The green arrow in front of her illuminated, indicating it was her turn. She swung her car in the wide arc necessary to turn left onto the onramp. The single lane that would feed her onto the interstate was bordered on both sides by a cement wall that started as a broad mouth and grew narrower as she took her car up the inclined curve that would lead her over the city streets and to the expressway. Her mind was elsewhere as she hummed along with her music, so at first she didn’t realize anything was off.

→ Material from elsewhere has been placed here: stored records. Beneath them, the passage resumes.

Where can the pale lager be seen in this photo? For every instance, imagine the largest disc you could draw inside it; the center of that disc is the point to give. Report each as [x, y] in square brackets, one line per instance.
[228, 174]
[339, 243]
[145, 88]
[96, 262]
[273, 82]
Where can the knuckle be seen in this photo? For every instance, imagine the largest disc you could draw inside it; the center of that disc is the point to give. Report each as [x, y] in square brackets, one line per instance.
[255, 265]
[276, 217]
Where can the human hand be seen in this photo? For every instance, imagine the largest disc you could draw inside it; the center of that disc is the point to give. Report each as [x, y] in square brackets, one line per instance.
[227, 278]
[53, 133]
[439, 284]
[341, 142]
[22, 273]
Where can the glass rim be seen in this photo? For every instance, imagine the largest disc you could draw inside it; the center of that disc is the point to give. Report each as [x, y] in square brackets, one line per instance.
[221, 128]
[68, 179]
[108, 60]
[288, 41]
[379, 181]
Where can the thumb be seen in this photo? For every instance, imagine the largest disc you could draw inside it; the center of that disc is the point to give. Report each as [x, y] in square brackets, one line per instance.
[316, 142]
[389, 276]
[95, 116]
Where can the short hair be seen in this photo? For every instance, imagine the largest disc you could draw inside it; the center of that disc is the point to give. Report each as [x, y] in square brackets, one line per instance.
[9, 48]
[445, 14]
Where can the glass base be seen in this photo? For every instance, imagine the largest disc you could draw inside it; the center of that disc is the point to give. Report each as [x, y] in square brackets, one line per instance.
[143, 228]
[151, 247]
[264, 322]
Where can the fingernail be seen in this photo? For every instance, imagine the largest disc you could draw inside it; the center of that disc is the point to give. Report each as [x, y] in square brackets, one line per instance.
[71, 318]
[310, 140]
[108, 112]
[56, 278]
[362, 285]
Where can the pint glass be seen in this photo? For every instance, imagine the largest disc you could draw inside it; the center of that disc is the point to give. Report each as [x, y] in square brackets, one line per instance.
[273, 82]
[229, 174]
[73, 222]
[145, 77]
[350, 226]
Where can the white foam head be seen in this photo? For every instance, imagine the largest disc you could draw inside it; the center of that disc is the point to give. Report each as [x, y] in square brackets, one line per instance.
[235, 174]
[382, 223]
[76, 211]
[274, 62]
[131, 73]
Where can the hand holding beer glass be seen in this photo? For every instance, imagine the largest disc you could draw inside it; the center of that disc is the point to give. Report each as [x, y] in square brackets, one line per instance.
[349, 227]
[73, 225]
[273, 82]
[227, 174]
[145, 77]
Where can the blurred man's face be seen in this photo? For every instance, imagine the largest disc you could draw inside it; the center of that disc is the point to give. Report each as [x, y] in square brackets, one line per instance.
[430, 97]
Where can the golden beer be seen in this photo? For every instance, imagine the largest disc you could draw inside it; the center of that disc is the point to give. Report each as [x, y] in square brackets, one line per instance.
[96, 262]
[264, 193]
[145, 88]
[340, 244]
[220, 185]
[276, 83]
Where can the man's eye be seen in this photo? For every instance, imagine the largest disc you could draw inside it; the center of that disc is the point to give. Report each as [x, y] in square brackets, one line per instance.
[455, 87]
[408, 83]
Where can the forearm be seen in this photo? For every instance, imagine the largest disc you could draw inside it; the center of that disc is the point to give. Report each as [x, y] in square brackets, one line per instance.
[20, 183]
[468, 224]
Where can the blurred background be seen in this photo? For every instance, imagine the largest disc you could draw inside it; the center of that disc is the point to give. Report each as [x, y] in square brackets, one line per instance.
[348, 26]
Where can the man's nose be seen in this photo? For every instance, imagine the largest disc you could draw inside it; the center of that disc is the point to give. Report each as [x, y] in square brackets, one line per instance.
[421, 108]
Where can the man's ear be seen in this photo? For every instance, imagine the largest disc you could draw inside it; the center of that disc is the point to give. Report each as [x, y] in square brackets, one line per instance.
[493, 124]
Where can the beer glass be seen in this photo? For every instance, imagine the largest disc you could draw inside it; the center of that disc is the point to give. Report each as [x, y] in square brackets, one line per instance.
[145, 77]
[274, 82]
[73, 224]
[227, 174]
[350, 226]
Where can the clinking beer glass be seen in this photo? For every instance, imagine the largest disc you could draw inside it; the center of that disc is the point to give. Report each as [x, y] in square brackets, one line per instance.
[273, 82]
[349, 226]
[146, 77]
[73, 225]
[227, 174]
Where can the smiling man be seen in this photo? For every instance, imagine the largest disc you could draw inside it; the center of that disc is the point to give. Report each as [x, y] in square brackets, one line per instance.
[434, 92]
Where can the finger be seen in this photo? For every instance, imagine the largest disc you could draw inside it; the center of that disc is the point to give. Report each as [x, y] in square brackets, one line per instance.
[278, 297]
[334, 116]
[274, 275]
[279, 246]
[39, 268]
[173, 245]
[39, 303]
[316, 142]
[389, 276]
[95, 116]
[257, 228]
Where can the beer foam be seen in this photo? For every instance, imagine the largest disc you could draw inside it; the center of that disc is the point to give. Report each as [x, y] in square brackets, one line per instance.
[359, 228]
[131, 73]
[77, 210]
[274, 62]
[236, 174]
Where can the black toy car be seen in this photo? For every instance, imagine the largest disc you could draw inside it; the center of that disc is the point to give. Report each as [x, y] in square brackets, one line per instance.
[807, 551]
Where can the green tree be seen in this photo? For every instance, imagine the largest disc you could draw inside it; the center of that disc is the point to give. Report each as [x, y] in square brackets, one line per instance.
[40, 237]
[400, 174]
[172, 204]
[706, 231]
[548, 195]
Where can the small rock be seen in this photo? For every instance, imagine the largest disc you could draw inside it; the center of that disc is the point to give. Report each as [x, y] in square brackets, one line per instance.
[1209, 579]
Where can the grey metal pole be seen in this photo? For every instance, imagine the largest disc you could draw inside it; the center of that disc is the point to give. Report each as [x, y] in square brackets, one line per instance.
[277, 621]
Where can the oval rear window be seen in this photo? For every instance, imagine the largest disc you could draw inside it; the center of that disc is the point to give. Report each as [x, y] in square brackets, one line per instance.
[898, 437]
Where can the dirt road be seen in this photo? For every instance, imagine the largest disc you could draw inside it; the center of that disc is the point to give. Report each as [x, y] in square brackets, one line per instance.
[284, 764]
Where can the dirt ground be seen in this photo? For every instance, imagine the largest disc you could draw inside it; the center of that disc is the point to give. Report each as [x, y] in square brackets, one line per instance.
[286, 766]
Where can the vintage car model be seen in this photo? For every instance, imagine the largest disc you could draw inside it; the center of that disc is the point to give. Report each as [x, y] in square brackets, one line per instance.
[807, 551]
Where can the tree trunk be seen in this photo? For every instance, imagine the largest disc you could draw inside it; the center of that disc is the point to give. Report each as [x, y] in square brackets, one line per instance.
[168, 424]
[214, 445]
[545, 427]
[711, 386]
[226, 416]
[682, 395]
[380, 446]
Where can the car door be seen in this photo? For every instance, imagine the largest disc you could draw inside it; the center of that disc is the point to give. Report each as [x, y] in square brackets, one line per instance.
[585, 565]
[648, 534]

As she turned, she had to slow where the curve was becoming increasingly sharp and the space between the walls more and more narrow. The rain was falling in sheets, blurring the lines in front of her as raindrops crashed and splattered by the billions. She kept turning, her wheel twisted all the way to the left, and she slowed to a crawl as she maneuvered in the increasingly tight space. The car behind her was nearly on her bumper, urging her forward with impatience. She quickly reached down and slapped the button that would turn off her radio so she could concentrate. Her two hands gripped the wheel until her knuckles were white. The walls were getting closer, the space narrower. Now it hit her: this couldn’t be right. She inched forward, seeing her path become increasingly inaccessible but not wanting to believe it. The cars behind her did not let up. No other drivers seemed to acknowledge anything was amiss. Could they not see what was happening?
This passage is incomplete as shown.